Le conseguenze, secondo Greenpeace, sono preoccupanti: milioni di persone riceverebbero nelle proprie case acqua contaminata da PFAS. “Sono stati trovati in tutte le regioni e province autonome e sono almeno tre i campioni positivi per regione, fatta eccezione per la Valle d’Aosta, dove sono stati effettuati solo due prelievi, entrambi positivi” ha dichiarato in conferenza stampa Giuseppe Ungherese, responsabile della campagna Inquinamento di Greenpeace. “Dei 260 campioni che abbiamo analizzato, ben il 79%, praticamente 4 su 5, sono positivi alla presenza di una delle 58 molecole che abbiamo analizzato” ha detto Giuseppe Ungherese. Particolari criticità sono state riscontrate nelle regioni del Centro, del Nord Italia e in Sardegna. Nel complesso, livelli elevati di contaminazione si registrano in Lombardia (ad esempio, in quasi tutti i campioni prelevati a Milano) e in molti comuni del Piemonte (Torino, Novara, alcuni comuni dell’alessandrino, ma anche Bussoleno, in Valle di Susa), del Veneto (anche in comuni fuori dall’area rossa già nota per essere tra le più contaminate d’Europa, come Arzignano, Vicenza, Padova e Rovigo), dell’Emilia-Romagna (Ferrara, Comacchio, Reggio Emilia), della Liguria (Genova, Rapallo, Imperia), della Toscana (Arezzo, Lucca, Prato), della Sardegna (Olbia, Sassari e Cagliari) e Perugia in Umbria. Analizzando il numero di campioni contaminati rispetto al totale, le situazioni più critiche si registrano in Liguria (8 su 8), Trentino Alto Adige (4 su 4), Valle d’Aosta (2 su 2), Veneto (19 su 20), Emilia Romagna (18 su 19), Calabria (12 su 13), Piemonte (26 su 29), Sardegna (11 su 13), Marche (10 su 12) e Toscana (25 su 31). Le Regioni in cui si riscontrano meno campioni contaminati sono l’Abruzzo (3 su 8), l’unica regione con meno della metà dei campioni positivi alla presenza di PFAS, seguita da Sicilia (9 su 17) e Puglia (7 su 13).

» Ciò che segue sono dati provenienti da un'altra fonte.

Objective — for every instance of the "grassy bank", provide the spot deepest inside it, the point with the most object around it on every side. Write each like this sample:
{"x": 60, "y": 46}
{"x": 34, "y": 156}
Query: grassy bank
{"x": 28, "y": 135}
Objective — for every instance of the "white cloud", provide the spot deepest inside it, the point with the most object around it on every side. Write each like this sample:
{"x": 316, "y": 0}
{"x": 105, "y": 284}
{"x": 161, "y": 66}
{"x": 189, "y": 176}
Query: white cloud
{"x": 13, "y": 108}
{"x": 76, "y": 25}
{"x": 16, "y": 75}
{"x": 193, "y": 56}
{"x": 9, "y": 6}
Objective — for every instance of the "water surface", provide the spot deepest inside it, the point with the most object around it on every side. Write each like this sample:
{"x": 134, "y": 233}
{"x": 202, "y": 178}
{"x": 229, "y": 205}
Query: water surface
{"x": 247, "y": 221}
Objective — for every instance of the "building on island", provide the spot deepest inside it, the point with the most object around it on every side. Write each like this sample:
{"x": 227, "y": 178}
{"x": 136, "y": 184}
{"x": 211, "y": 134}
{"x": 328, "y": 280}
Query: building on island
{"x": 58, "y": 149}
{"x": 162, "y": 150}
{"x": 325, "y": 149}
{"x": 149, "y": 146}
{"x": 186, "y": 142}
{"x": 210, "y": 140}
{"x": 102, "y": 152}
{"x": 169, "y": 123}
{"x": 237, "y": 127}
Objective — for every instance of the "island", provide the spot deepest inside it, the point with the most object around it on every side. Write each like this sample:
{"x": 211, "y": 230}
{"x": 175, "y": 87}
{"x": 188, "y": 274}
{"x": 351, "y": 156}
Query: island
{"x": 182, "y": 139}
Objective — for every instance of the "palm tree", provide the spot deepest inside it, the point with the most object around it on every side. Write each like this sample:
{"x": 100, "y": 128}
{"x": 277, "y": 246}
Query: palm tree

A rendere questa situazione ancora più preoccupante il fatto che “delle migliaia di molecole che ne fanno parte solo poche sono sottoposte a divieti e restrizioni”. Ad esempio, PFOS e PFOA sono “banditi a livello globale nell’ambito della Convenzione di Stoccolma”. Ma anche il TFA, il PFAS più diffuso al mondo, potrebbe essere nocivo per la salute. Eppure, secondo Greenpeace Italia, nel nostro paese finora “non esistono dati pubblici, se non rare eccezioni”. L’associazione ambientalista ha parlato di “ritardo del governo italiano sulla sua regolamentazione”. In attesa che nel 2026, entri in vigore anche in Italia la direttiva europea 2020/2184 (che prevede un limite di 500 nanogrammi per litro per il parametro ‘PFAS totali’ e 100 nanogrammi per litro per il parametro ‘Somma di PFAS’) molti paesi europei (Danimarca, Paesi Bassi, Germania, Spagna, Svezia e la regione belga delle Fiandre) hanno già adottato limiti più bassi. In Italia, invece, dove il valore dei PFAS totali sarà calcolato partendo dalla somma di 24 molecole (meno della metà di quelle analizzate da Greenpeace Italia) si registra un pericoloso ritardo normativo. Per non parlare del fatto che anche l’Autorità europea per la sicurezza alimentare e l’Agenzia europea per l’ambiente hanno dichiarato che le soglie limite che verranno introdotte nel 2026 potrebbero essere inadeguate a proteggere la salute umana. Ma non basta. Secondo Greenpeace Italia il pericolo non riguarda solo l’acqua “pubblica”. Tracce di sostanze pericolose sarebbero state trovate ovunque. “Di recente ne è stata accertata la presenza in dieci marchi di acqua minerale e di sorgente venduti in Europa”.
E pensare che c’è ancora chi si sorprende per l’aumento della diffusione di alcune malattie.